The pathophysiology of HHS is similar to that of DKA, with only mild differences. As with DKA, HHS is precipitated by insulin deficiency that decreases intercellular glucose utilization, leading to hyperglycemia (Ortowska et al., 2024). Hyperglycemia triggers hyperosmolarity, (Ortowska et al., 2024). It increases the osmotic gradient, leading free water to be drawn out of the intracellular space, and excreted via urinary excretion, causing dehydration that is often more severe than that caused by DKA (Ortowska et al., 2024). The risk of cardiovascular failure is also higher in HHS due to the severe dehydration (Ortowska et al., 2024). Differently from DKA, however, HHS is characterized by less production of ketone bodies and hence, a lower risk of ketosis (Ortowska et al., 2024). This is because with HHS, beta cells in the pancreas continue to produce insulin, which inhibits ketogenesis. Thus, compared to DKA, HHS is associated with lower glucagon levels and higher insulin levels, leading to mild (if any) ketosis. Thus, HHS is often indicated by absence of ketoacidosis, osmolarity in excess of 320 mOsm/L and blood glucose levels above 600mg/dL (Ortowska et al., 2024).

Question 2

Describe in detail the pathophysiology models of irritable bowel disorder (IBS)

IBS is a bowel disorder characterized by changes in bowel habits and recurrent or chronic abdominal pain (Tang et al., 2021). The pathophysiology of IBS is uncertain. However, sources identify several possible pathophysiology models involving brain-gut interactions, visceral sensation, motility changes, and psychosocial distress (Tang et al., 2021).

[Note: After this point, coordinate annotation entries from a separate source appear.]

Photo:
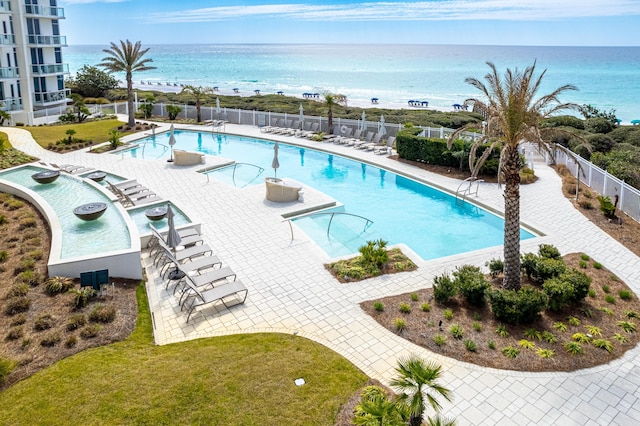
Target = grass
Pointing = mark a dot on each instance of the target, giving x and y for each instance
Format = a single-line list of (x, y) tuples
[(242, 379), (96, 131)]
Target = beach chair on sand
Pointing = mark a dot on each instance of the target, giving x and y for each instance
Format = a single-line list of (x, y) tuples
[(229, 294)]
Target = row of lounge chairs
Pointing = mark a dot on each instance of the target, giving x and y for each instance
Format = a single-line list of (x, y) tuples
[(131, 193), (196, 273)]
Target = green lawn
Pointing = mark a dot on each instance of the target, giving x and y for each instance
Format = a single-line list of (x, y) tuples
[(97, 131), (239, 380)]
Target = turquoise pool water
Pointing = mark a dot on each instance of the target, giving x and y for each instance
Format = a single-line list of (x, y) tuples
[(80, 238), (429, 221)]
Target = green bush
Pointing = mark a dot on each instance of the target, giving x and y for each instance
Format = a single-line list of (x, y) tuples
[(517, 307), (471, 283), (443, 288), (560, 293)]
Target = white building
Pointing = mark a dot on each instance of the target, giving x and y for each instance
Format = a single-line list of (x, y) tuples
[(31, 69)]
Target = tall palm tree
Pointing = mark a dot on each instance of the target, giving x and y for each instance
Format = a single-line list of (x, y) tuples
[(332, 100), (198, 94), (417, 382), (513, 114), (127, 58)]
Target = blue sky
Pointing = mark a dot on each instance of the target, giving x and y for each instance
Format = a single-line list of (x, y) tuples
[(492, 22)]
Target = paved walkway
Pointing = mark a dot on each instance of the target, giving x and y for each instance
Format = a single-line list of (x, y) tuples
[(291, 292)]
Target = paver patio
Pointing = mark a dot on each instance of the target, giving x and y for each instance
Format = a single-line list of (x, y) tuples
[(291, 292)]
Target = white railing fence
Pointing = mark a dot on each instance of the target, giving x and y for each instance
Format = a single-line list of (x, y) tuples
[(602, 182)]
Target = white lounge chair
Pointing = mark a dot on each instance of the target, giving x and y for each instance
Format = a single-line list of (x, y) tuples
[(233, 290)]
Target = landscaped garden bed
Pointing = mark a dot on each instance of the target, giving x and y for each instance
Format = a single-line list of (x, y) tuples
[(594, 331)]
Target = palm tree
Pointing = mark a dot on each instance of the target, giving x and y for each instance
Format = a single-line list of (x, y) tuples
[(333, 99), (198, 94), (127, 58), (417, 382), (513, 114)]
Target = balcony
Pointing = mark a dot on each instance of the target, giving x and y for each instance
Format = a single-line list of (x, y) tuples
[(44, 98), (11, 104), (7, 39), (45, 11), (44, 69), (9, 72), (41, 40)]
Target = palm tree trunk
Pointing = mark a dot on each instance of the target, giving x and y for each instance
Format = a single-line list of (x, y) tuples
[(132, 117), (511, 173)]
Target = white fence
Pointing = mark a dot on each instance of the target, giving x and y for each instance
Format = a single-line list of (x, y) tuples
[(603, 183)]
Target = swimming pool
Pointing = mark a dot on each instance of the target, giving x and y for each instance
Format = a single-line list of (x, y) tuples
[(432, 223)]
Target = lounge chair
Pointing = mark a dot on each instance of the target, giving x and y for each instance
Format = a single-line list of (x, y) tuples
[(364, 142), (221, 293), (205, 281), (372, 144), (387, 148)]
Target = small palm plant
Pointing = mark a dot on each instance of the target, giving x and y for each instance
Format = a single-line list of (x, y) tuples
[(418, 383)]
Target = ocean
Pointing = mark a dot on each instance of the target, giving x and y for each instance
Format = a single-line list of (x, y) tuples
[(607, 77)]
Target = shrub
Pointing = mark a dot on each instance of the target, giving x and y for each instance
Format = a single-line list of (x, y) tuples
[(517, 307), (405, 308), (549, 251), (456, 331), (510, 352), (51, 339), (496, 267), (603, 344), (6, 367), (43, 322), (471, 283), (439, 339), (573, 321), (81, 296), (18, 290), (627, 326), (55, 285), (443, 288), (90, 331), (549, 337), (574, 348), (606, 206), (15, 333), (17, 305), (560, 293), (546, 353), (502, 331), (470, 345), (75, 321), (625, 294)]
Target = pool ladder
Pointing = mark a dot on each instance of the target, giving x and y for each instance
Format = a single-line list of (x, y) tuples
[(367, 224), (461, 193)]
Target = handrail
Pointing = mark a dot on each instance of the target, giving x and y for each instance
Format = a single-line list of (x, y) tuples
[(368, 222)]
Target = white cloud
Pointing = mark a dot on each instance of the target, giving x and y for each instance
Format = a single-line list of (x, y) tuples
[(514, 10)]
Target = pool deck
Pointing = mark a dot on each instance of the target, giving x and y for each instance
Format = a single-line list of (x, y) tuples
[(291, 292)]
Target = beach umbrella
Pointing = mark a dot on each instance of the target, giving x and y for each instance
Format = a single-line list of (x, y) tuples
[(172, 142), (382, 129), (275, 163), (301, 118), (173, 238)]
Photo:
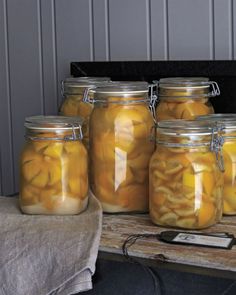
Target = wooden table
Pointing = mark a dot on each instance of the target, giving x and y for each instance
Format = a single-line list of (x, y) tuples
[(209, 261)]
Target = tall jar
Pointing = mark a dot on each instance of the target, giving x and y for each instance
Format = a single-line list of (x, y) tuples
[(73, 105), (120, 146), (53, 166), (185, 98), (185, 179), (227, 125)]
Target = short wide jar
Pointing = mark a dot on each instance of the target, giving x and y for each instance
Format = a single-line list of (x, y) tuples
[(185, 180), (53, 167), (120, 146), (185, 98)]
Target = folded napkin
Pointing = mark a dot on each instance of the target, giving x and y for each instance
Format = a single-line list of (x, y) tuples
[(42, 254)]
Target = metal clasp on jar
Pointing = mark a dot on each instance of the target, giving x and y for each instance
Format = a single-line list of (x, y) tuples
[(153, 99), (217, 141)]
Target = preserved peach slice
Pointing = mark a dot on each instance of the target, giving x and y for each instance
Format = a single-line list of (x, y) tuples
[(40, 145), (54, 150), (190, 110), (29, 194), (103, 147), (54, 172), (141, 175), (206, 214), (42, 178), (173, 168), (78, 187), (158, 199), (32, 168), (228, 209), (229, 167), (140, 162), (208, 182), (189, 179)]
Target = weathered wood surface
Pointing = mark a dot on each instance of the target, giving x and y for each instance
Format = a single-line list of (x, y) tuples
[(116, 228)]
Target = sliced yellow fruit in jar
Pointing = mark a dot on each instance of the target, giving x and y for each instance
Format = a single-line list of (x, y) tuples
[(208, 182), (189, 110), (40, 145), (103, 147), (157, 199), (54, 150), (141, 175), (78, 187), (173, 168), (140, 162), (29, 194), (55, 172), (42, 178), (206, 214), (189, 179), (229, 195), (160, 175), (32, 168), (229, 167)]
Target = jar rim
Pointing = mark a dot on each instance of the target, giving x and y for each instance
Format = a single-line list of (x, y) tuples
[(180, 127), (183, 82), (121, 87), (227, 121), (53, 122)]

The first pathophysiology model involves changes in gut microbiota, which are responsible for protecting the gut’s integrity and immunity (Tang et al., 2021). The mucosal epithelium is responsible for restricting microbes to the intestinal lumen or gut surface, thus maintaining a homeostatic balance to support commensal bacteria (Tang et al., 2021). This ensures the bacteria effectively carry out symbiotic functions and colonize the intestines (Chong et al., 2019). However, attacks by pathogens and other inflammatory mediators on the mucosal epithelium cells compromise the barrier, causing changes in the intestinal environment, which subsequently triggers changes in the composition of gut microbiota (Chong et al., 2019). Alterations in gut microbiota alter the gut’s immunity and integrity, leading to IBS pathogenesis (Chong et al., 2019).

Another pathophysiology model involves changes in gut motility as a result of changes in the structure of gut microbiota. The vagus nerve links the gut to the brain via the gut-brain axis. Altered gut microbiota affect the signals that the gut sends out to the brain, leading to alterations in immune function, microbial balance, nutrient delivery, motility, and secretions (Tang et al., 2021). Ultimately, these alterations lead to IBS symptoms (Tang et al., 2021).

Sources also attribute the pathophysiology of IBS to psychological stress (Tang et al., 2021). Stress stimulates the brain to secrete pro-inflammatory cytokines (Tang et al., 2021). These, in turn, activate the hypothalamic autonomic nervous system (ANS) axes and the hypothalamo-pituitary- adrenal (HPA) axis. This action triggers the release of cortisol, which affects the homeostasis of the gut by stimulating intestinal cells, subsequently giving rise to IBS symptoms (Tang et al., 2021).